Being misdiagnosed with Ebola could not only result in contracting Ebola from others in quarantine, but in going without treatment for another deadly disease, resulting in the same worst case scenario as not receiving treatment at all. It is believed that a number of people in Guinea, Sierra Leone, and Liberia died of unrelated diseases while being quarantined for Ebola at the height of panic regarding the outbreak. Ebola, as the researchers warn, is easy to misdiagnose, as it produces flu-like symptoms. The first American to die during the Ebola outbreak, 24-year-old Nathaniel Dennis, fell into a fatal coma after suffering a seizure, but rather than receiving neurological treatment, he died quarantined at an Ebola center.

The World Health Organization is recommending all Ebola treatment facilities also equip themselves with medical technology to combat Ebola and treat the diseases simultaneously to avoid misdiagnoses and potential malaria outbreaks. This coincides with recommendations in The Lancet study, which reads, “Efforts to reinforce malaria care delivery in Guinea should be focused on reconnecting healthcare workers and health facilities with the communities they serve and whose trust they need to regain.”

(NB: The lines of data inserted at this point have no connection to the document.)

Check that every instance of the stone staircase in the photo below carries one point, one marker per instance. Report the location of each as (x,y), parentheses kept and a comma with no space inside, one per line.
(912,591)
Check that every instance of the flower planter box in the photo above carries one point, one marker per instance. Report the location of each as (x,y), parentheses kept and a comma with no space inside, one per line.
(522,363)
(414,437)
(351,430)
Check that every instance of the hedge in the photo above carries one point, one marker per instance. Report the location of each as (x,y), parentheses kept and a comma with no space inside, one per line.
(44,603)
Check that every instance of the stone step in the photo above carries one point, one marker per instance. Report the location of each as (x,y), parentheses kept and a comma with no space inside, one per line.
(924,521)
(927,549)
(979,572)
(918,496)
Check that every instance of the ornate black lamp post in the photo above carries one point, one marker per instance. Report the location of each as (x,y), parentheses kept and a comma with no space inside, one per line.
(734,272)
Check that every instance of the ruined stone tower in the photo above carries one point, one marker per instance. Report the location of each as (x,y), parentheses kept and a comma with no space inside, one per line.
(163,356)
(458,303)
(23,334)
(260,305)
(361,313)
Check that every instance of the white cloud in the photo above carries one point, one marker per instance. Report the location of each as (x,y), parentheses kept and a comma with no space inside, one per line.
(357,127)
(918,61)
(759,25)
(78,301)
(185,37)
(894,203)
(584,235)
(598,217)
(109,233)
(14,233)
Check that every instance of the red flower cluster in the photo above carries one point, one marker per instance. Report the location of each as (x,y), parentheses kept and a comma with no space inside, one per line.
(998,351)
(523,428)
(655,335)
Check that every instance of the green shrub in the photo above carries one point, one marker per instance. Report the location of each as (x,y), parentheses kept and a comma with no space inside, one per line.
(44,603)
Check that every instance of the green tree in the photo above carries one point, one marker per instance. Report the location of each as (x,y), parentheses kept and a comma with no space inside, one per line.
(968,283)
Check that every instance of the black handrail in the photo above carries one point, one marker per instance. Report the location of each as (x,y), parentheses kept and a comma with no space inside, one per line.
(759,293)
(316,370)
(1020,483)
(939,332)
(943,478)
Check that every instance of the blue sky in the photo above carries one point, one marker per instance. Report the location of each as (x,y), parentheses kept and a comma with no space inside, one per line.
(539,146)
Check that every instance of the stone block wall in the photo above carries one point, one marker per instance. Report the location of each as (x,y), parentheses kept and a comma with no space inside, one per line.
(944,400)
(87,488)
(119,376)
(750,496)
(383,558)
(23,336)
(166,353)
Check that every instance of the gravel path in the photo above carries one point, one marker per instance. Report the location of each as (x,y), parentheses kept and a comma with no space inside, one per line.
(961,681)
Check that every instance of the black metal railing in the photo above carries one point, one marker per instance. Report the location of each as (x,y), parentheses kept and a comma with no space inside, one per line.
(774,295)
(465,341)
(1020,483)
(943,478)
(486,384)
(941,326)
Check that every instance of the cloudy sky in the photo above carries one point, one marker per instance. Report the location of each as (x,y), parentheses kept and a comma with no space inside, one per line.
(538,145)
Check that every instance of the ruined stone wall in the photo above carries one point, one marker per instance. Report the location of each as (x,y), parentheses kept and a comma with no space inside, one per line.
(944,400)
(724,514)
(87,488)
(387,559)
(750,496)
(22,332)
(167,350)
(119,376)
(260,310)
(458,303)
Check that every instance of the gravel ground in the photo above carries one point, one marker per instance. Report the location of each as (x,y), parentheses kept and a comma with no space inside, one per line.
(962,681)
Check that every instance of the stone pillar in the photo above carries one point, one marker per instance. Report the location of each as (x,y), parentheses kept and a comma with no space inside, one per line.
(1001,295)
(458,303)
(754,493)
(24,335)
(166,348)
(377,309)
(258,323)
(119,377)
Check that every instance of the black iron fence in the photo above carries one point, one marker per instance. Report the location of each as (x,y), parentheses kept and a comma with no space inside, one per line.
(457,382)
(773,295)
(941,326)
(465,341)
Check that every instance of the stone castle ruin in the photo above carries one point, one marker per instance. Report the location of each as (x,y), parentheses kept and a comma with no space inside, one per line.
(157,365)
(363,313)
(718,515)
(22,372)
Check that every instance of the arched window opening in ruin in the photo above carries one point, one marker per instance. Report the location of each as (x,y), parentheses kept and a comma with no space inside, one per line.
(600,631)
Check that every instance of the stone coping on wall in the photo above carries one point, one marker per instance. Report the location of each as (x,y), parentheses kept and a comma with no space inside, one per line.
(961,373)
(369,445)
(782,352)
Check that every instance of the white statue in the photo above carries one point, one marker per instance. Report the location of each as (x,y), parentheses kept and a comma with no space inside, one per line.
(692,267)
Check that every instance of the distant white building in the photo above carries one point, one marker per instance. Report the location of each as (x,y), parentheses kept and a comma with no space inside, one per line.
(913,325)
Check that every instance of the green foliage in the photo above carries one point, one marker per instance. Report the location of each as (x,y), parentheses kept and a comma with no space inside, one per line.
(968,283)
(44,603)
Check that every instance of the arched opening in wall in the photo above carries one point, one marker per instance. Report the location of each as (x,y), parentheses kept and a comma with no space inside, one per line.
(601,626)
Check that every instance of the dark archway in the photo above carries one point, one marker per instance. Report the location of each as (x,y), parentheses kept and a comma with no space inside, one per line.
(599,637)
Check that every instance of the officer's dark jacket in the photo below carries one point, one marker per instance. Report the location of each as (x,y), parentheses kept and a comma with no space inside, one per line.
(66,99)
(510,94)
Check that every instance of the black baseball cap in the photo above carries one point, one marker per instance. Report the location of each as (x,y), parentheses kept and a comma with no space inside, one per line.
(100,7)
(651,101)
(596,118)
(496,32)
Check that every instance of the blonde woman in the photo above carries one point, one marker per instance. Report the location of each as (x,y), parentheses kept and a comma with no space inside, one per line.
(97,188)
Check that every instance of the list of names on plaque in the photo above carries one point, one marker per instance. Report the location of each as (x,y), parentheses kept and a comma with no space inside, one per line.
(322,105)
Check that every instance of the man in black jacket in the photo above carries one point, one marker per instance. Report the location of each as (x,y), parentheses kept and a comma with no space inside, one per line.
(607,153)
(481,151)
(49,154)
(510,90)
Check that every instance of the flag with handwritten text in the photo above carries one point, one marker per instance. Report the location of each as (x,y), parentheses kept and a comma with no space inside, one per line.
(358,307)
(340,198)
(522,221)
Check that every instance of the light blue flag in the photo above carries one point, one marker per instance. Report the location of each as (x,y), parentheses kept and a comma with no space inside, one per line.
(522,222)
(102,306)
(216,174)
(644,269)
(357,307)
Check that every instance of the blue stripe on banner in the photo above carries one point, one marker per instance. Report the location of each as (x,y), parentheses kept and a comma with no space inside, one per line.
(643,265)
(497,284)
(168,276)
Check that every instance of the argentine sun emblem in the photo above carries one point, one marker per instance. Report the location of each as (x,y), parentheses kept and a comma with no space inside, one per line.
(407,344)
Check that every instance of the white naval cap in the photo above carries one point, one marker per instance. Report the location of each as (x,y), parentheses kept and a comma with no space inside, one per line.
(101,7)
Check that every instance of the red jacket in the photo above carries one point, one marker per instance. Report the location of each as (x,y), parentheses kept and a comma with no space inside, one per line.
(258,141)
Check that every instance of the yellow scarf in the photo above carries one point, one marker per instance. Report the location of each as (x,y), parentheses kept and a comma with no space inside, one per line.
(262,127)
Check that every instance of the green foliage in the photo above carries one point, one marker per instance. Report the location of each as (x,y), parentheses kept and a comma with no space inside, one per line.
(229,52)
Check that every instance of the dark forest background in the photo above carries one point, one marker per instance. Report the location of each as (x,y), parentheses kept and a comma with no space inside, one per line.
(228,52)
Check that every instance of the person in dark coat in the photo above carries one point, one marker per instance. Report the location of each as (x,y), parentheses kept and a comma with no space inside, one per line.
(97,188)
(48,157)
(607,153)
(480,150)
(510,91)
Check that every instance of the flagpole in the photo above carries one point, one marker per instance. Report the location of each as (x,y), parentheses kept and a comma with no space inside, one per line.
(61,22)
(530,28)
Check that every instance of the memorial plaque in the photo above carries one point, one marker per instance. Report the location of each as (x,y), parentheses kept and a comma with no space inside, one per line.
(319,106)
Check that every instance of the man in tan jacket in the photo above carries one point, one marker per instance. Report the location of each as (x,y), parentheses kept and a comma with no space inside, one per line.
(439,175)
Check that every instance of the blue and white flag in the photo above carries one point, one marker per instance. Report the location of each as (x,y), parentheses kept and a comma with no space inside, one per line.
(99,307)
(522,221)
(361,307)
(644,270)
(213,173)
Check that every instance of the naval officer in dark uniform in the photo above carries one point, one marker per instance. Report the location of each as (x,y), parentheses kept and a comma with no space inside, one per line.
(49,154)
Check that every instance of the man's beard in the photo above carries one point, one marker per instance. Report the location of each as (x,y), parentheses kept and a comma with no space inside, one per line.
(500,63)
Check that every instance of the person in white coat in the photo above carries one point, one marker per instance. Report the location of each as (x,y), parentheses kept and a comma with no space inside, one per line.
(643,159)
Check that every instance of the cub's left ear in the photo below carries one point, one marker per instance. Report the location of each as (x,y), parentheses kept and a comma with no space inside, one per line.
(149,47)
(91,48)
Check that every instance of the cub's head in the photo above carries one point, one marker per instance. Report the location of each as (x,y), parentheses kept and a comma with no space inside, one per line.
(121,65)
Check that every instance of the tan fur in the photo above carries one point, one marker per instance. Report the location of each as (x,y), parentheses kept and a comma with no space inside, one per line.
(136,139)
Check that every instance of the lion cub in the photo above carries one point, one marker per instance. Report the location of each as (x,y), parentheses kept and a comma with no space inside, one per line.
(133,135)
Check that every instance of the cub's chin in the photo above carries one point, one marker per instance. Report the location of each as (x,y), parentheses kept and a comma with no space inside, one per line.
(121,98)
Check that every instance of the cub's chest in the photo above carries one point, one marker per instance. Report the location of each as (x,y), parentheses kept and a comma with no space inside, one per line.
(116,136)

The news of malaria presenting a significant danger to Guinea does not mean doctors are no longer expected to focus on Ebola or that the Ebola outbreak has concluded. Guinea is experiencing a rise in Ebola cases after a drop that made many medical professionals optimistic. Officials are citing a combination of free travel within the country and disregard for safe burial practices as contributing factors to the resurgence of the disease. “People who have come into contact with Ebola but have not been identified, they go to another village and only then develop the symptoms of Ebola and then contaminate others,” Guinea Ebola response worker, Dr. Amadou Talibe, told the Associated Press.

Sierra Leone’s capital, Freetown, diagnosed three cases of Ebola on June 17, after nearing the 21-day deadline to be declared Ebola-free. Six individuals not exhibiting Ebola symptoms, but who came in contact with the new patients, have been quarantined.